The crunch will ultimately come when d’Alpuget has to pit her Henry against the bosom-friend turned enemy, Thomas Becket, the archbishop who becomes the mortal foe of the king and is killed in one of his petulant rages.
As to the other man she had observed that day … the tall, handsome man that all the other men in the room bar Henry obviously despised, she felt as if she were being pulled back and forth by an invisible hand. Her limbs weakened. She became aware that a being from another world was present: that it had surrounded the churchman and spread its power over Henry. Not all such beings were benevolent she knew.

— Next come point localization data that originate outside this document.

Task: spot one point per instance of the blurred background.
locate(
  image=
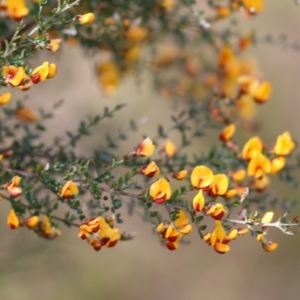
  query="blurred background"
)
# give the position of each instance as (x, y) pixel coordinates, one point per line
(67, 268)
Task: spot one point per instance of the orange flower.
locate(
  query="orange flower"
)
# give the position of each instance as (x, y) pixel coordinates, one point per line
(180, 175)
(15, 76)
(168, 148)
(12, 220)
(252, 148)
(160, 191)
(69, 189)
(260, 184)
(43, 72)
(137, 34)
(284, 144)
(25, 114)
(238, 175)
(13, 187)
(277, 164)
(253, 7)
(86, 18)
(32, 222)
(109, 76)
(16, 9)
(219, 186)
(259, 165)
(182, 223)
(198, 202)
(230, 194)
(263, 92)
(5, 98)
(217, 211)
(146, 148)
(53, 45)
(202, 177)
(150, 170)
(46, 230)
(227, 133)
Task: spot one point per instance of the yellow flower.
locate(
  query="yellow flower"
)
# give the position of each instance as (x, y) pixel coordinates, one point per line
(230, 193)
(109, 76)
(182, 223)
(25, 114)
(169, 148)
(16, 9)
(260, 184)
(108, 236)
(32, 222)
(219, 186)
(15, 76)
(227, 133)
(259, 165)
(53, 45)
(137, 34)
(13, 187)
(12, 220)
(277, 164)
(238, 175)
(202, 177)
(150, 170)
(146, 148)
(252, 148)
(180, 175)
(269, 246)
(198, 202)
(217, 211)
(284, 144)
(263, 92)
(86, 18)
(5, 98)
(47, 231)
(253, 6)
(69, 189)
(160, 191)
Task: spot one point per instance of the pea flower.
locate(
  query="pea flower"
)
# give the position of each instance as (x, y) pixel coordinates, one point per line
(168, 148)
(284, 144)
(146, 148)
(69, 189)
(15, 76)
(25, 114)
(219, 186)
(259, 165)
(16, 9)
(150, 170)
(217, 211)
(43, 72)
(253, 147)
(227, 133)
(180, 175)
(13, 187)
(32, 222)
(202, 177)
(160, 191)
(263, 92)
(198, 202)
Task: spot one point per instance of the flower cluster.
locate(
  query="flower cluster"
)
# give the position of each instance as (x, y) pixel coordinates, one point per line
(100, 232)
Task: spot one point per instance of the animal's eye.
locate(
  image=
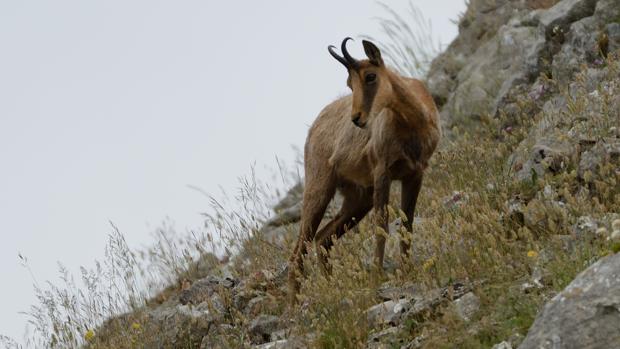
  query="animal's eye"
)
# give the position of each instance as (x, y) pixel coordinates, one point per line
(370, 78)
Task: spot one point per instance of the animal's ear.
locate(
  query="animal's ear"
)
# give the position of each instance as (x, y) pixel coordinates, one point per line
(373, 53)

‘You must be careful of him,’ she said when Henry rejoined her that night.
‘Does he wish me harm?’
It is interesting that d’Alpuget’s Becket is to be gay. This was inconceivable for Anouilh, even though the bond between the two main figures, the King and the Prelate, is clearly one ‘passing the love of women’. Interesting, too, that he should be sinister. Think back to the high heroics of 1960s costume dramas and the new ‘literary’ market for a revisionist revisiting of them. The two Thomas’s – the two great English martyr saints – both defied kings, each called Henry. Henry VIII, who brings Thomas More to his death in A Man for All Seasons, was so terrified of the pilgrim’s cult of Becket (‘the holy blisful martir for to seke’) that he did everything in his power to have it suppressed. In Wolf Hall, Thomas More is by way of being a villain for that lapsed Catholic Hilary Mantel, who takes as her hero Thomas Cromwell – the man who stole the abbeys to placate the barons, who might have objected to the King’s re-marriage and break with Rome, and who was responsible for the mass execution of the Carthusians, which the great Protestant historian of the English Civil War S.R. Gardner described as one of the greatest crimes in English history. The age of militant atheism has its whirligigs and its revenges.

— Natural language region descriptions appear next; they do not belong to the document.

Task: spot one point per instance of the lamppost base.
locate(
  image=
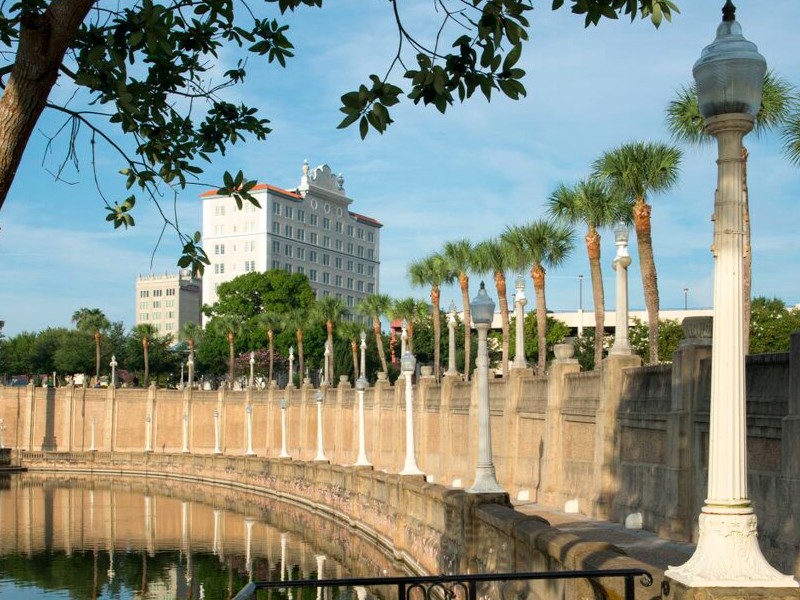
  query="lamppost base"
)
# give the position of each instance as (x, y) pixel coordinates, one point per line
(727, 553)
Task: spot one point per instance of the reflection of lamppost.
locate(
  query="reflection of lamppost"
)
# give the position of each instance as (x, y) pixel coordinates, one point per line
(320, 457)
(284, 453)
(451, 339)
(580, 305)
(620, 265)
(729, 76)
(482, 313)
(407, 364)
(361, 386)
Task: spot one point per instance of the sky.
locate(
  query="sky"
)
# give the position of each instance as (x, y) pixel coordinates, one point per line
(430, 178)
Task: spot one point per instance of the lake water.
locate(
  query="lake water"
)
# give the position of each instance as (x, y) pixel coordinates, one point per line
(71, 537)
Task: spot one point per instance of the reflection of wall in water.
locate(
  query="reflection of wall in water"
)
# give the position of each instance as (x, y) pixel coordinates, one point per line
(67, 514)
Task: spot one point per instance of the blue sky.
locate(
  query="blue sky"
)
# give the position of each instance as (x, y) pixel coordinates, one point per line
(431, 178)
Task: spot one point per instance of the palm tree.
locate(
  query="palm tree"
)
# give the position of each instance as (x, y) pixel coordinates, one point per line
(777, 105)
(459, 257)
(92, 320)
(539, 244)
(493, 256)
(145, 332)
(375, 306)
(270, 321)
(329, 311)
(589, 203)
(230, 326)
(634, 171)
(432, 271)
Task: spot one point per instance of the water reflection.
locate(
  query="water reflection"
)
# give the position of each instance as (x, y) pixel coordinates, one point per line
(99, 537)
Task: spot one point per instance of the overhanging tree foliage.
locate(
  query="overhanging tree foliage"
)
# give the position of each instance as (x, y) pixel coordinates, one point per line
(144, 69)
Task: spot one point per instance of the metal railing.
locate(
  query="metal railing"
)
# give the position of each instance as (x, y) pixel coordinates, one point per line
(449, 586)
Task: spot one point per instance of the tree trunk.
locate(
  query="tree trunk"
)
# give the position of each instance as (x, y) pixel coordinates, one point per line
(44, 38)
(437, 330)
(647, 267)
(376, 327)
(538, 275)
(598, 295)
(502, 301)
(463, 281)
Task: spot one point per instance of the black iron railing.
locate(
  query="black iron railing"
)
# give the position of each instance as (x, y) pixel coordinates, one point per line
(449, 586)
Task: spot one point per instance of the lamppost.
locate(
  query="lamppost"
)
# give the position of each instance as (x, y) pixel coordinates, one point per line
(361, 387)
(113, 365)
(284, 453)
(621, 263)
(407, 364)
(519, 317)
(482, 313)
(320, 457)
(729, 76)
(580, 305)
(252, 366)
(451, 348)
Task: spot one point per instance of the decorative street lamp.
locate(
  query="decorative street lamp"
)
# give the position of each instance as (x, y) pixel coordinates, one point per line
(482, 313)
(320, 457)
(361, 387)
(284, 453)
(451, 335)
(620, 265)
(113, 364)
(729, 76)
(519, 316)
(407, 364)
(252, 365)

It is perhaps not altogether surprising that Blanche d’Alpuget, in following in the wake of Hilary Mantel’s massively successful Tudor costume dramas, which she cannot match at a level of rhetoric, should nevertheless have been savvy enough to take on the huge story about the king and the saint, the tantrum thrower and the pestilent priest. But nothing is more worldly about her Henry II franchise than the decision to make the churchman sinister – worldly, in taking another leaf from Mantel: down with the Church, down with the saints, to hell with all these St Thomases.